🤖 AI Summary
Recent large language models (LLMs) exhibit a superficial “de-linguistification” trend, marginalizing linguistics despite its foundational relevance to natural language processing (NLP).
Method: This paper systematically reasserts linguistics’ indispensable structural role in NLP through an original six-dimensional RELIES framework—encompassing Resources, Evaluation, Low-resource settings, Interpretability, Explanation, and Study of language—and integrates linguistic insights via conceptual analysis, interdisciplinary synthesis, and empirical case studies.
Contribution/Results: The work challenges the purely data-driven paradigm by demonstrating how linguistic theory methodologically anchors model architecture design, evaluation criteria, and ethical governance. It establishes linguistics not as auxiliary but as constitutive to NLP’s scientific rigor and human-centered grounding, offering a systematic, theory-informed roadmap for developing linguistically principled, interpretable, and equitable NLP systems.
📝 Abstract
Large Language Models (LLMs) have become capable of generating highly fluent text in certain languages, without modules specially designed to capture grammar or semantic coherence.
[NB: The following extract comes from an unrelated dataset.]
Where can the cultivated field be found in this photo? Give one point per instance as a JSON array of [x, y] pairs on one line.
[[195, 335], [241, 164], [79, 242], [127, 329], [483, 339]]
What does this mean for the future of linguistic expertise in NLP? We highlight several aspects in which NLP (still) relies on linguistics, or where linguistic thinking can illuminate new directions. We argue our case around the acronym RELIES that encapsulates six major facets where linguistics contributes to NLP: Resources, Evaluation, Low-resource settings, Interpretability, Explanation, and the Study of language. This list is not exhaustive, nor is linguistics the main point of reference for every effort under these themes; but at a macro level, these facets highlight the enduring importance of studying machine systems vis-`a-vis systems of human language.